Boston University vs University of Texas @Austin

I am interested in both of these schools, I got admitted into UT Austin yesterday and I haven’t heard back from Boston yet but am expecting a reply in March or April. I would much appreciate some advice on which school is better, I live in Texas so UT Austin is a much cheaper option than BU, but I feel like BU has a lot more opportunities? I know BU’s tuition is a lot, but is there a huge difference between BU vs UT Austin education-wise, etc? I would be majoring in biology, premed track. Also, I would most likely be paying for BU’s tuition myself.

Any advice/comments about each school is very much appreciated, thank you!!

If cost is a factor, there is no reason to look beyond UT Austin for you. Boston U is not appreciably better nor will offer you any more opportunities, and will charge you 5x the price.

All that BU shares with Harvard and MIT is a location on the Charles River. You have been reading too many BU promotional brochures. Texas Austin is as good as BU if not better academically. It would be foolish to pay $120,000 more to attend BU.

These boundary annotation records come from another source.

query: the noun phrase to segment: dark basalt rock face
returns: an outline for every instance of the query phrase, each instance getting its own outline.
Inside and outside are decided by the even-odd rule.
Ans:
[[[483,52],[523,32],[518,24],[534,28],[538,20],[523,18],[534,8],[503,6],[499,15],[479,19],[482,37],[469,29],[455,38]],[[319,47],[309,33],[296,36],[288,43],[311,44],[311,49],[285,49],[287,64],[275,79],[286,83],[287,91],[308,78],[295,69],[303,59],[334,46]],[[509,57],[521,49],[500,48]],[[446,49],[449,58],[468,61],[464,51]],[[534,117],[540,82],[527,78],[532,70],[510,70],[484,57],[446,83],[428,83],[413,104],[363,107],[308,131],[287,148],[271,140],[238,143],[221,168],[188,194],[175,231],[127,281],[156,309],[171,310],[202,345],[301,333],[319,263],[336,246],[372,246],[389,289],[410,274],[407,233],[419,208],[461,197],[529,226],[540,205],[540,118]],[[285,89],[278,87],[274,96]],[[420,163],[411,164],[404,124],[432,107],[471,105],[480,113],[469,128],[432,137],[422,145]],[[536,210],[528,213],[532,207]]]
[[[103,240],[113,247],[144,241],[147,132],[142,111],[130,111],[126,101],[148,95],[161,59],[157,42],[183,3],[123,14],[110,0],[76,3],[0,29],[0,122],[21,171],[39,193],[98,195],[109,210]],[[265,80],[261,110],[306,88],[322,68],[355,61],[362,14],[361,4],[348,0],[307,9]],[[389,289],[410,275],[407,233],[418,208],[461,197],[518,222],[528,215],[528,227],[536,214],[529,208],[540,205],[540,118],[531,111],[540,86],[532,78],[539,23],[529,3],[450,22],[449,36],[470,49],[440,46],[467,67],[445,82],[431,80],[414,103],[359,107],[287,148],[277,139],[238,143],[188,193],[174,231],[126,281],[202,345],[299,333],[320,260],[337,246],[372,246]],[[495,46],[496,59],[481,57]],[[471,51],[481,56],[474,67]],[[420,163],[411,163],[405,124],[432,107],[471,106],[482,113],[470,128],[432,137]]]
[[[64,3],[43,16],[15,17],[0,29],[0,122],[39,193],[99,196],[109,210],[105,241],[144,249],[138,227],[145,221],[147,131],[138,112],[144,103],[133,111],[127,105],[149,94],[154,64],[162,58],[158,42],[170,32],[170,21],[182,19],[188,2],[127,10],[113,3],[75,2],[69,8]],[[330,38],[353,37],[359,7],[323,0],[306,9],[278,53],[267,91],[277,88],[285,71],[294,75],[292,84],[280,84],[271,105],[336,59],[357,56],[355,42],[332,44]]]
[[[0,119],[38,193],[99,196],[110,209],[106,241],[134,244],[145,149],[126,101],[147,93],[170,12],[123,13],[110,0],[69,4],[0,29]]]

When you say you would be paying i assume you mean your parents.

@TomSrOfBoston My parents are refusing to pay for tuition if it is for an OOS school, so I would be paying for BU literally by myself haha

@roycroftmom Thanks for the insight, I think I’ll stick with UT Austin then!

I can’t imagine there are more opportunities at BU than UT. I would think the opposite would actually be true. Full pay OOS to BU vs In-state to UT is a no-brainer decision.

@maroon79 Yeah, I accepted my decision to UT!

@twohamsters. Best decision you have made. For the general education courses, I do not think that they make differences between BU and Austin. In addition. From Senior year, the class size is small in both universities. Moreover, this is the Internet era, learn anything you like there and make yourself strong academically. In a word, TX has more opportunities, from my point of view. If you really want to go for BU, do it for your master or PhD degree.

@Educationfather Yeah, I think I’m just gonna try to get into BU’s medical school or perhaps even residency rather than going there for undergraduate education. Thanks for the advice!

Good decision!

Stay in Texas for undergraduate and relatively inexpensive medical school. Starting your medical career with $600,000 in debt from expensive undergraduate and expensive medical school will constrain your career and life choices than starting you medical career with much less or no debt by attending in-state UT schools for both undergraduate and medical school. For residency, you can apply to places in Boston.

@ucbalumnus I would really like to live in the Northeast sometime in my life, but I also do like Texas a lot and education is cheaper so it would definitely be better. Medical school is a couple of years away but I am leaning towards staying in Texas for it too. Residency, however, I would definitely like staying in Boston! I totally agreew with your point, it’s obviously better to go to schools that are the same level and also cheaper rather than just getting all these loans and having to pay it all off later.

There’s very little difference in the quality of education. It’s a bachelors degree. The only difference is that you’re paying quadruple the price for it. If the degree had M.D. in the title, that would certainly justify the cost. If you’re planning to go to medical school, this is debt you don’t need. Plus, Texas medical schools look much more favorably on applicants that come from Texas universities.

@twohamsters You made a good choice. Keep in mind that there is no other choice, because you, as an undergrad student, are literally not allowed to borrow the full cost of BU without a parent signing for the loans.

@coolguy40 Yeah, now that I look back on it it seems stupid to consider BU for an undergrad education when it’s so much more expensive than UT (which is an as-great school) right in my hometown!

@evergreen5 Oh, I didn’t realize that a parent had to sign for the loans! Honestly I’d probably die trying to pay back my loans for college, if I went in all by myself lol.

You can take $5,500 in federal direct loans without a cosigner for the first year of college. Additional loans require a cosigner, or parent loans.